Gender Animus Can Still Exist Under Favorable Disparate Impact: a
Cautionary Tale from Online P2P Lending
- URL: http://arxiv.org/abs/2210.07864v3
- Date: Sun, 14 May 2023 07:31:06 GMT
- Title: Gender Animus Can Still Exist Under Favorable Disparate Impact: a
Cautionary Tale from Online P2P Lending
- Authors: Xudong Shen, Tianhui Tan, Tuan Q. Phan, Jussi Keppo
- Abstract summary: This paper investigates gender discrimination and its underlying drivers on a prominent Chinese online peer-to-peer (P2P) lending platform.

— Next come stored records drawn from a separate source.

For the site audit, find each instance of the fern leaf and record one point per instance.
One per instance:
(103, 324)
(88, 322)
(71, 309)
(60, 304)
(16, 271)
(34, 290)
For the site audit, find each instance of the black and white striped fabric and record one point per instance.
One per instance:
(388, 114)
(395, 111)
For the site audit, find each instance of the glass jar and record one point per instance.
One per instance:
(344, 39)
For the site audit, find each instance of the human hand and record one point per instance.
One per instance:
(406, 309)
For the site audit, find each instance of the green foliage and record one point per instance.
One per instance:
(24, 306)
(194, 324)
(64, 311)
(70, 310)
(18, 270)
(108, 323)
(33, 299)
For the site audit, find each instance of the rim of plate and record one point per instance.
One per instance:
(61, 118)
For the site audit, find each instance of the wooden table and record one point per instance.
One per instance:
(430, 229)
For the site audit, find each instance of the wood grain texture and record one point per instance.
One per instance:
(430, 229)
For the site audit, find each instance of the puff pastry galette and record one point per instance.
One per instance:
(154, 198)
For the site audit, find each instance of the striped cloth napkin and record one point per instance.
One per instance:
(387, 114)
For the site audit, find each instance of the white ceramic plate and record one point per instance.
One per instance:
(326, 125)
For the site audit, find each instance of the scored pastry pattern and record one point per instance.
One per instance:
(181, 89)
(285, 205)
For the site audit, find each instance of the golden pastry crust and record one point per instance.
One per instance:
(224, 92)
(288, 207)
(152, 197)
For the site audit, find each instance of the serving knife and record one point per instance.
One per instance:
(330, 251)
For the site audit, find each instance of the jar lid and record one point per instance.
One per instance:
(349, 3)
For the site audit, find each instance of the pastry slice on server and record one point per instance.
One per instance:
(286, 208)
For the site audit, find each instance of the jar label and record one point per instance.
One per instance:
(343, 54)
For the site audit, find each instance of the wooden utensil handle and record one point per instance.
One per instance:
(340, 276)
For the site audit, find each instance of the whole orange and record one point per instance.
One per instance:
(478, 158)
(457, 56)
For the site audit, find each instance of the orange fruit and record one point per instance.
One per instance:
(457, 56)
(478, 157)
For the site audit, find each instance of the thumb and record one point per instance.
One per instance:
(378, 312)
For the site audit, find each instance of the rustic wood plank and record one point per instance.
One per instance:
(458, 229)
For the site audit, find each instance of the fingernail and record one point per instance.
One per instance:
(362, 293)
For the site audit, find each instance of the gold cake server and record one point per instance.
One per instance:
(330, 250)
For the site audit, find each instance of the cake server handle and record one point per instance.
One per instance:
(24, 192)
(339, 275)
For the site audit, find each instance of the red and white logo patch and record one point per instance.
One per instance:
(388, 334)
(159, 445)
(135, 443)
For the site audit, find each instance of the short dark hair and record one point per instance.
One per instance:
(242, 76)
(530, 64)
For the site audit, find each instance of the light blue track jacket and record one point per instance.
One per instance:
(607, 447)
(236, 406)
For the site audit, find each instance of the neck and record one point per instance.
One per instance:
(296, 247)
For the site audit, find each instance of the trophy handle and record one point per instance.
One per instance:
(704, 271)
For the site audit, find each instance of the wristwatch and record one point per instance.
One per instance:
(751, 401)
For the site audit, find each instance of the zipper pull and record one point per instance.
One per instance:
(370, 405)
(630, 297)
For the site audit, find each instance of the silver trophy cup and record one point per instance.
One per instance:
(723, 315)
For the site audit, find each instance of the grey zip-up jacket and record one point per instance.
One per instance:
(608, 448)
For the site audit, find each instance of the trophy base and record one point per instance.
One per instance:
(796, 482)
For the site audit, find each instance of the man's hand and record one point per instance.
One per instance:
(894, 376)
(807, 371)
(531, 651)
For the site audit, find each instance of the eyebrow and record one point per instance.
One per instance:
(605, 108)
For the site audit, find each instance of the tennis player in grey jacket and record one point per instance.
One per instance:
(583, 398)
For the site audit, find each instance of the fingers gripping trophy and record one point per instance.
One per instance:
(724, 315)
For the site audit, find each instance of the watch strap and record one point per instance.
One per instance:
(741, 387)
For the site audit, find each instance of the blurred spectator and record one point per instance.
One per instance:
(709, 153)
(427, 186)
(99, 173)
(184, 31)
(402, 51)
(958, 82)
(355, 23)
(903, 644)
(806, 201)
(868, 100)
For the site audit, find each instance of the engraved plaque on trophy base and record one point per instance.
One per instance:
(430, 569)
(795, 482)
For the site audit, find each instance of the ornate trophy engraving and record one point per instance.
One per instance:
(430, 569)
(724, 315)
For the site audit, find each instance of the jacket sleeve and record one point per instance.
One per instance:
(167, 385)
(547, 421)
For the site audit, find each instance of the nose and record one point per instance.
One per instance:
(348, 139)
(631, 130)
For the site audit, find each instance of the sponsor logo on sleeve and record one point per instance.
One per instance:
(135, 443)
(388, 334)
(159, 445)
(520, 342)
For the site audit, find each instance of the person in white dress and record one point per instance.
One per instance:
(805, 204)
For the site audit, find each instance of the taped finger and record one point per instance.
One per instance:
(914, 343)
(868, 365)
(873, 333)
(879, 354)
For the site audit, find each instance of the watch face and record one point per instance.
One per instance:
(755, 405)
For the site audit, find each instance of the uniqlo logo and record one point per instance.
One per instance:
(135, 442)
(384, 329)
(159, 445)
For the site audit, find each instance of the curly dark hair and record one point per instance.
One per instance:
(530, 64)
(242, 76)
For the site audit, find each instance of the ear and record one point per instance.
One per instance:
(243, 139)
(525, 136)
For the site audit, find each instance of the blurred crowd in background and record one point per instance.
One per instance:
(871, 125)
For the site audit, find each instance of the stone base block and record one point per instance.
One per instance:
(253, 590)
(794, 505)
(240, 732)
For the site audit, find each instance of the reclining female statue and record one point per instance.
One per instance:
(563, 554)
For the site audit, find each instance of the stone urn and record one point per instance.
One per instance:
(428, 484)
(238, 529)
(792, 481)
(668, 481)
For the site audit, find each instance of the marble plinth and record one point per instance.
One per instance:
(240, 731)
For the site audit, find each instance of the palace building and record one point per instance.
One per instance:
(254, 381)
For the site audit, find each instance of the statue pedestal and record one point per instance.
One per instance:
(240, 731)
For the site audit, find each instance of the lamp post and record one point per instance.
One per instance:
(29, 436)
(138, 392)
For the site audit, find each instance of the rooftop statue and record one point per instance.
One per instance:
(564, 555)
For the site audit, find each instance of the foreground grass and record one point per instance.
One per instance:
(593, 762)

We measure a broadened discrimination notion called disparate impact (DI), which encompasses any disparity in the loan's funding rate that does not commensurate with the actual return rate.
We also identify the overall female favoritism can be explained by one specific discrimination driver, rational statistical discrimination.
- Score: 1.4731169524644787
- License: http://creativecommons.org/licenses/by-nc-nd/4.0/
- Abstract: This paper investigates gender discrimination and its underlying drivers on a
prominent Chinese online peer-to-peer (P2P) lending platform. While existing
studies on P2P lending focus on disparate treatment (DT), DT narrowly
recognizes direct discrimination and overlooks indirect and proxy
discrimination, providing an incomplete picture. In this work, we measure a
broadened discrimination notion called disparate impact (DI), which encompasses
any disparity in the loan's funding rate that does not commensurate with the
actual return rate. We develop a two-stage predictor substitution approach to
estimate DI from observational data. Our findings reveal (i) female borrowers,
given identical actual return rates, are 3.97% more likely to receive funding,
(ii) at least 37.1% of this DI favoring female is indirect or proxy
discrimination, and (iii) DT indeed underestimates the overall female
favoritism by 44.6%. However, we also identify the overall female favoritism
can be explained by one specific discrimination driver, rational statistical
discrimination, wherein investors accurately predict the expected return rate
from imperfect observations. Furthermore, female borrowers still require 2%
higher expected return rate to secure funding, indicating another driver
taste-based discrimination co-exists and is against female. These results
altogether tell a cautionary tale: on one hand, P2P lending provides a valuable
alternative credit market where the affirmative action to support female
naturally emerges from the rational crowd; on the other hand, while the overall
discrimination effect (both in terms of DI or DT) favors female, concerning
taste-based discrimination can persist and can be obscured by other co-existing
discrimination drivers, such as statistical discrimination.